Denman and four other members of the VVA Northeast South Dakota chapter saw an opportunity to not only take in a day of golf but to honor the flag.

“A lot of people have died for that flag,” Denman said. “It’s something we should honor and keep that tradition going.”

They traveled from the Watertown area and spent the majority of their time rotating as one man stood by the flag when the flagstick was taken out. With an act of respect and honor, they hoped to spark conversation about the work of the VVA and the United States’ role in the Vietnam War.

“I think a lot of the history of Vietnam is disappearing because it’s sixty years old,” described Bob Syring, an Army veteran of the Vietnam War. “I think we’re getting a little bit of visibility into the public again. That’s important to us because we’re being recognized as well by the public here.”

Syring made sure to add thank first responders who were honored, many of whom are volunteers. When he first moved to South Dakota he himself was a volunteer fireman and appreciates the work of current volunteer first responders.

“They’re amazing. The things that they do, people have no idea what some of these people do and what they sacrifice for their communities and it’s so community-oriented,” Syring said.

Being recognized may be a small gesture, but Syring and Denman said that it means the world to Vietnam veterans because it stands in stark contrast to the way they were treated when they came home from war.

“A lot of us when we came back, the first thing we did was we got rid of our uniforms,” Denman explained. “People, friends of mine were spat on, were cussed at and they weren’t treated very well. Since we formed this organization, Vietnam Veterans of America, we’re showing what we’re capable of doing and what we have done for our nine-county area.”

Syring said that South Dakota has helped him find a more positive reception than the ‘baby-killer’ name-calling and spitting that Vietnam veterans endured. He grew up in California and he said that his experience being received by South Dakotans and honored for his service was special.

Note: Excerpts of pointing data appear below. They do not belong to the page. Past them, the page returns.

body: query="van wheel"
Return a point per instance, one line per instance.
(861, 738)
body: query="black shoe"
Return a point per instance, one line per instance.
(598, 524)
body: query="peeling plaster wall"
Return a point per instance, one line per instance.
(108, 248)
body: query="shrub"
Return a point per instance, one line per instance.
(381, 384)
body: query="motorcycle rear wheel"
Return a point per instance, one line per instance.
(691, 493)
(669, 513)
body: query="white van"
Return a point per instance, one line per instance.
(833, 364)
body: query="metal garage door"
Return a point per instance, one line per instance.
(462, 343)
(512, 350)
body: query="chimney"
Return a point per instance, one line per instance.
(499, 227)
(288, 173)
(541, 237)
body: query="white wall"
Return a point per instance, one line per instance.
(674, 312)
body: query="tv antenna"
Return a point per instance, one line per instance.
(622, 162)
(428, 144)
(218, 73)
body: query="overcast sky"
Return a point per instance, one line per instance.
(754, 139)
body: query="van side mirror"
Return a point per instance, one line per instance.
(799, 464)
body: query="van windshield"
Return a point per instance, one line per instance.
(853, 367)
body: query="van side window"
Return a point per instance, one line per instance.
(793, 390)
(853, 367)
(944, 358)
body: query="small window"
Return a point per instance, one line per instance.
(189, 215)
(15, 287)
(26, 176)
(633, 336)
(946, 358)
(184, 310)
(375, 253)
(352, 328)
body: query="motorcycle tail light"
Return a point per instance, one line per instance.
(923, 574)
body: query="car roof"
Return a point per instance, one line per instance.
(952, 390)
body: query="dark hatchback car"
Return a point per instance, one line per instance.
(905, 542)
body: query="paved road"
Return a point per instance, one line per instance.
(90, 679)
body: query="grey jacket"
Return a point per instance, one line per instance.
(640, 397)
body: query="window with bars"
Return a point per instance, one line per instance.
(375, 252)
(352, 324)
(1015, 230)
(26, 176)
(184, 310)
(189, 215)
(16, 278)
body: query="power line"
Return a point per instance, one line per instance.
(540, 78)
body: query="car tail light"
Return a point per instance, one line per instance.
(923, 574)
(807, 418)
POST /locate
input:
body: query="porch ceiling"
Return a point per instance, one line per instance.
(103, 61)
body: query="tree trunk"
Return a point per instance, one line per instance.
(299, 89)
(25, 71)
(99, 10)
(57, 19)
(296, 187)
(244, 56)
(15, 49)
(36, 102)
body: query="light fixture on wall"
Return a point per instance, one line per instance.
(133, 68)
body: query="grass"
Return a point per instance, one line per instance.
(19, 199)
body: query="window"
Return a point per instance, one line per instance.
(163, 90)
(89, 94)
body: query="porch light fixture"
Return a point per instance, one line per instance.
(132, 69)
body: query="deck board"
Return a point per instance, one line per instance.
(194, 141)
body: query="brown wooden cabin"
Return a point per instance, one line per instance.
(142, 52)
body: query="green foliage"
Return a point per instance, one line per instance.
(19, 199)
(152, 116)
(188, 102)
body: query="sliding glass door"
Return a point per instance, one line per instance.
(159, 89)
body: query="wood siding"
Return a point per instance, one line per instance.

“Pierre recognized us [VVA] one time up at the capital building. My feeling was, that was one of the first times I felt like I was home,” said Syring a little choked up.

The VVA chapters in the region are just some of the many ways that people are trying to help veterans.

“That’s our main goal right now is veterans helping veterans and we don’t want any veteran left behind anymore,” said Denman.

On Sunday, the veterans received handshakes and thank-yous from the spectators, the caddies and the golfers. When they came home from the war, they witnessed and experienced poor treatment. Sunday was another example of Vietnam veterans receiving the hero’s welcome they deserved.